Financement public pour les murs, mécénat privé pour les ferronneries : l’heure du Grand carré approche, dans le programme au long cours de restauration du potager du roi. Gestionnaire du site de 9 hectares, l’Ecole nationale supérieure du paysage de Versailles a lancé son appel aux souscripteurs le 19 septembre.

La réinvention du plâtre

Pour les maçons et les plâtriers, la réfection du mur du jardin du Breuil sert d’atelier de rodage, depuis cet été. Les entreprises Chapelle & Cie (maçonnerie) et Les Ateliers du paysage (plâtre) se préparent au changement d’échelle, sur les centaines de mètres de l’ouvrage de séparation entre les terrasses nord et sud du potager du roi, à la limite sud du Grand carré.

Encore mal connu des scientifiques de la restauration du patrimoine, le plâtre a convaincu François Moulin, architecte en chef des monuments historiques, pour ses qualités d’adhérence et de légèreté. Encore fallait-il trouver le savoir-faire, repéré finalement à Bayons, un village proche de Sisteron, dans les Alpes-de-Haute Provence.

Après le plâtrage des joints, puis le talochage et l’application de l’enduit, Philippe Bertone, gérant d’Ateliers du paysage, parie sur deux autres étapes susceptibles de renforcer la durée de vie et de finaliser le rendu esthétique du mur : la dispersion manuelle et aléatoire de grains de gypse, puis l’application de la truelle sur la surface, pour faire ressortir les restes du charbon de bois utilisé pour la cuisson du plâtre.

Douloureuse étreinte



Pour l’étape à venir sur le grand mur au sud du Grand carré, Antoine Jacobsohn, directeur du Potager du roi, se montre confiant : « Les entreprises se sont montrées respectueuses des jardiniers », se réjouit-il. Le constat vaut bonne augure pour les travaux qui, au coeur des plantations de poiriers et au nord de ce grand mur, vont mettre un terme à 140 ans d’enlacements douloureux entre arbres et armatures métalliques, unis dans la technique du palissage en contre-espalier.

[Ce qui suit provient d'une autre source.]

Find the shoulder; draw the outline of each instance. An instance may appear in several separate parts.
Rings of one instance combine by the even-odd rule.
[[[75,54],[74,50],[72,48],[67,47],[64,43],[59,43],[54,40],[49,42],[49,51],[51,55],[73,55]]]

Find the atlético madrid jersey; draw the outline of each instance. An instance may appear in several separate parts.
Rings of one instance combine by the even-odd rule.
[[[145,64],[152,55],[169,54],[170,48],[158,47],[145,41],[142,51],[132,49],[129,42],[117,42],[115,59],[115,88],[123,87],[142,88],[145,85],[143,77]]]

Victorieux à la manière de Pyrrhus, les premiers agonisent, après avoir démoli les seconds par dessoudure, déchaussement ou arrachage de rivets. Leur étreinte remonte aux restaurations qui avaient suivi l’hiver 1879 : précoce, long et fatal pour 80 % des arbres.

Comme ses prédécesseurs de l’école nationale d’horticulture, l’école nationale supérieure du paysage (ENSP), gestionnaire du site, restaure le Grand Carré tel que l’avait rénové l’architecte Louis François Trouard à la fin du XVIIIème siècle : « Il n’y a pas de référence unique pour la totalité du jardin », commente Antoine Jacobsohn. Seule la sélection de poiriers et de porte-greffes changera, pour tenir compte du changement climatique.

Géométrie torturée

De 2008 à 2010 dans une première campagne de restauration qui avait porté sur 20 des 68 lignes de palissage, l’ENSP avait pris la mesure de la complexité des travaux de ferronnerie, dans les sous-ensembles du Grand carré : « Aucun de ces carrés n’est carré », sourit Vincent Piveteau, directeur de l’école. L’hétérogénéité des lignes n’empêche pas de connaître le prix de chacune d’elles : 1000 euros par mètre, soit 25 000 euros par ligne de 25 m.

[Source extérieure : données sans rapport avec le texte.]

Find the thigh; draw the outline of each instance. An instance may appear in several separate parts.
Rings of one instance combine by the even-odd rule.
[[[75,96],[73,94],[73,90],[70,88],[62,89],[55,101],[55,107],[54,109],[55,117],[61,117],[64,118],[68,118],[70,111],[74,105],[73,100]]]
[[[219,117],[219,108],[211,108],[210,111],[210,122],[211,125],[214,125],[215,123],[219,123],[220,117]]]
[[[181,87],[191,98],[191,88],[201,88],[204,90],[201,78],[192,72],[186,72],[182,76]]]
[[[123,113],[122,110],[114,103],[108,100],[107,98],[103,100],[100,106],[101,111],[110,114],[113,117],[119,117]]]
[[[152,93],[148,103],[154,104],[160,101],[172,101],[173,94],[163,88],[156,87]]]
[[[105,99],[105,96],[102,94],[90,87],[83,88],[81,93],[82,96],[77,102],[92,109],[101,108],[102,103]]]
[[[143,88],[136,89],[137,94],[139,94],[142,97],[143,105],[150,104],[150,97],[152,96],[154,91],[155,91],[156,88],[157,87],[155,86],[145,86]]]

La relative modicité de cette somme et l’indépendance de chacune des lignes désignent ce chantier pour un financement par souscription. Boucler le budget d’une ligne constitue l’objectif minimal de la campagne qui ajoute un maillon au processus de renouveau du potager, pièce maîtresse du campus des métiers et des qualifications en gestation à Versailles dans le cadre du programme Investissements d’avenir.